Thomas Munro <thomas.munro@gmail.com> writes:
> This has been fixed.  So now there are working basic futexes on Linux,
> macOS, {Free,Open,Net,Dragonfly}BSD (though capabilities beyond basic
> wait/wake vary, as do APIs).  So the question is whether it would be
> worth trying to do our own futex-based semaphores, as sketched above,
> just for the benefit of the OSes where the available built-in
> semaphores are of the awkward SysV kind, namely macOS, NetBSD and
> OpenBSD.  Perhaps we shouldn't waste our time with that, and should
> instead plan to use futexes for a more ambitious lwlock rewrite.

I kind of like the latter idea, but I wonder how we make it coexist
with (admittedly legacy) code for OSes that don't have usable futexes.

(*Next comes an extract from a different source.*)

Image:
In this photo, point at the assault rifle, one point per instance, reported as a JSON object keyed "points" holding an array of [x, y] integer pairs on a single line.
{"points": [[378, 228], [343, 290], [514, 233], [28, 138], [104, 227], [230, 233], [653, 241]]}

            regards, tom lane

On Sat, Nov 20, 2021 at 9:34 AM Tom Lane <tgl@sss.pgh.pa.us> wrote:
> Thomas Munro <thomas.munro@gmail.com> writes:
> > This has been fixed.  So now there are working basic futexes on Linux,
> > macOS, {Free,Open,Net,Dragonfly}BSD (though capabilities beyond basic
> > wait/wake vary, as do APIs).  So the question is whether it would be
> > worth trying to do our own futex-based semaphores, as sketched above,
> > just for the benefit of the OSes where the available built-in
> > semaphores are of the awkward SysV kind, namely macOS, NetBSD and
> > OpenBSD.  Perhaps we shouldn't waste our time with that, and should
> > instead plan to use futexes for a more ambitious lwlock rewrite.
>
> I kind of like the latter idea, but I wonder how we make it coexist
> with (admittedly legacy) code for OSes that don't have usable futexes.

One very rough idea, not yet tried, is that they could keep using
semaphores, but use them to implement fake futexes.  We'd put them in
wait lists that live in a shared memory hash table (the futex address
is the key, with some extra work needed for DSM-resident futexes),
with per-bucket spinlocks so that you can perform the value check
atomically with the decision to start waiting.